Immigration, too, falls under Feser’s lens, and although the Church has acknowledged that countries should always be ready to accept a certain number of immigrants, it has also recognized that a nation, as Sir Roger Scruton has observed, is analogous to a family, with its common language, customs, and political order passed down from generation to generation. An immigrant, if he comes to a new homeland in good faith, must adopt its traditions as his own. Those who desire to open their own borders to foreigners without any view to assimilation are playing fast and loose with the future of their country.

Sad to say, some advocates of open borders are guilty of what Scruton calls, “oikophobia,” that is, the “repudiation of one’s own nation.” This nod to Sir Roger prompts Feser to note the existence of a small but vocal and influential group of Westerners that despises their birthright. From there, he guides his reader into his discussion of CRT, by far the largest section of the book. 
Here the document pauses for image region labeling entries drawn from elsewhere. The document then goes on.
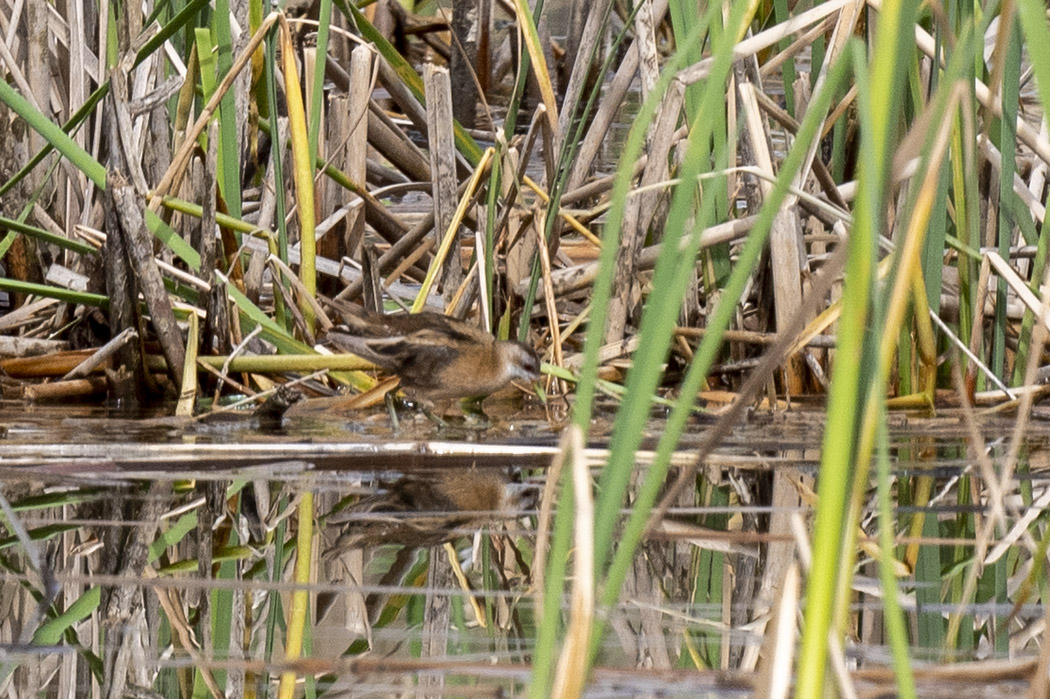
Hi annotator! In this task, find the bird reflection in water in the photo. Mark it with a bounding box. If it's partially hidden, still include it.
[318,467,536,622]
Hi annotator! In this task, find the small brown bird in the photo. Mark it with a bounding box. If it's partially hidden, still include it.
[328,311,540,402]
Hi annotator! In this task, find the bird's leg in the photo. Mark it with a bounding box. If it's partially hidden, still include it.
[383,390,401,435]
[460,398,491,429]
[400,398,448,429]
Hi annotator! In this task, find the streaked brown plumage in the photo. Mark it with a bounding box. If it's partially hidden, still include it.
[328,311,540,402]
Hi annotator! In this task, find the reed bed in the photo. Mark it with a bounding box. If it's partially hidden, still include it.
[0,0,1050,697]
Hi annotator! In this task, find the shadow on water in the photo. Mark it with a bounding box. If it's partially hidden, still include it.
[0,404,1050,697]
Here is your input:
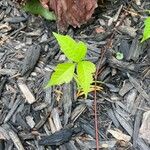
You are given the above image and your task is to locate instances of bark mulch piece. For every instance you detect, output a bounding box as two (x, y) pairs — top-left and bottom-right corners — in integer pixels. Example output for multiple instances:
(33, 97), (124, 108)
(0, 0), (150, 150)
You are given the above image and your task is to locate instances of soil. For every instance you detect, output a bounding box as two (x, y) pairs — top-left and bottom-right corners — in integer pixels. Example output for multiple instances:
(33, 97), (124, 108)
(0, 0), (150, 150)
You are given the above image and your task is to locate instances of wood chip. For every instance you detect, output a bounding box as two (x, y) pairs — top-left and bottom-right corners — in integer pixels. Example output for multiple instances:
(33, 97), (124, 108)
(139, 111), (150, 144)
(9, 130), (25, 150)
(18, 82), (36, 104)
(108, 129), (131, 142)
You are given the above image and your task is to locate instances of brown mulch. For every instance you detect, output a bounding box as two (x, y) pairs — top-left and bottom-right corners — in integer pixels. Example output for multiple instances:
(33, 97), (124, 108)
(0, 0), (150, 150)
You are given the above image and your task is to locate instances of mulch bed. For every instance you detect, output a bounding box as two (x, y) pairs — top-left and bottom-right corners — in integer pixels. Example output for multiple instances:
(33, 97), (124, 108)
(0, 0), (150, 150)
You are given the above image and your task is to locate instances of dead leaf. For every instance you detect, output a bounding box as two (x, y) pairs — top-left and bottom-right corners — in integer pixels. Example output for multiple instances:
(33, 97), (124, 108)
(139, 111), (150, 143)
(40, 0), (97, 30)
The first chapter of All One in Christ that deals specifically with CRT naturally tries to define it, which Feser does with ample quotations from the movement’s chief spokesmen:  Richard Delgado and Jean Sephancic, Ibraim X. Kendi, and Robin DiAngelo, among others. What they say about themselves is shocking, namely, that a new order must come into being, one composed of black racism, Marxian consolidation of power, and rejection of Western liberal political institutions and ideas (constitutionalism, reason, evidence-based legal examination, individual responsibility). Ringing changes on the Post-modernists’ and Frankfurt School Critical Theorists’ great theme, Kendi explains that the goal is acquisition of power. The inordinate political and cultural influence CRT has gained with the help of bureaucrats, lawmakers, academics, and TV producers exists to stamp all of those who disagree, with the hated label “racist,” a term that includes those who are homophobic, Islamophobic, transphobic, sexist, and generally bourgeois. One’s intentions or anti-racist past are irrelevant: if you’re white (and sometimes a wayward-thinking black), you’re guilty.

Feser’s refutation of CRT’s claims then unfolds over three chapters: part one laying out the myriad logical fallacies CRT’s advocates use; part two dealing with the movement’s “social scientific” weaknesses; and part three describing a Roman Catholic response to CRT.

It would take far too much space here to do justice to Feser’s careful argument, but perhaps his most striking point is his last chapter, discussing the disturbing similarities CRT shares with both Marxism and Nazism. Just as those totalitarian systems condemned people for being capitalist (middle class, kulaks) or Jewish, CRT trains its sights on an enemy, whiteness, identifying it as a cancer in the body of society. Like the Gnostic and Manichaean heretics in the first centuries of Christianity, the Kendis and DiAngelos separate the world into camps of absolute good and absolute evil. And since these modern Gnostics reject an otherworldly salvation through faith in Christ (a point Feser emphasizes by highlighting Kendi’s own liberation theology), they place their hope in the here-and-now (Voeglin’s “immanentizing the eschaton”), a fundamentally materialistic final victory over what they define as a big-tent white racism. In effect, they “sacralize the revolution,” which, like the chief totalitarian ideologies of the 20th century, will likely result in horror and destruction, a true “cancel culture.”

All One in Christ is a model of succinct argument, terse prose, and painstaking organization. Hardly a word is wasted. If you want to know—and know how to combat—the new heresy of CRT, this is the book for you. And, as I’ve already suggested, it’s a book for millions if they’ll just read it.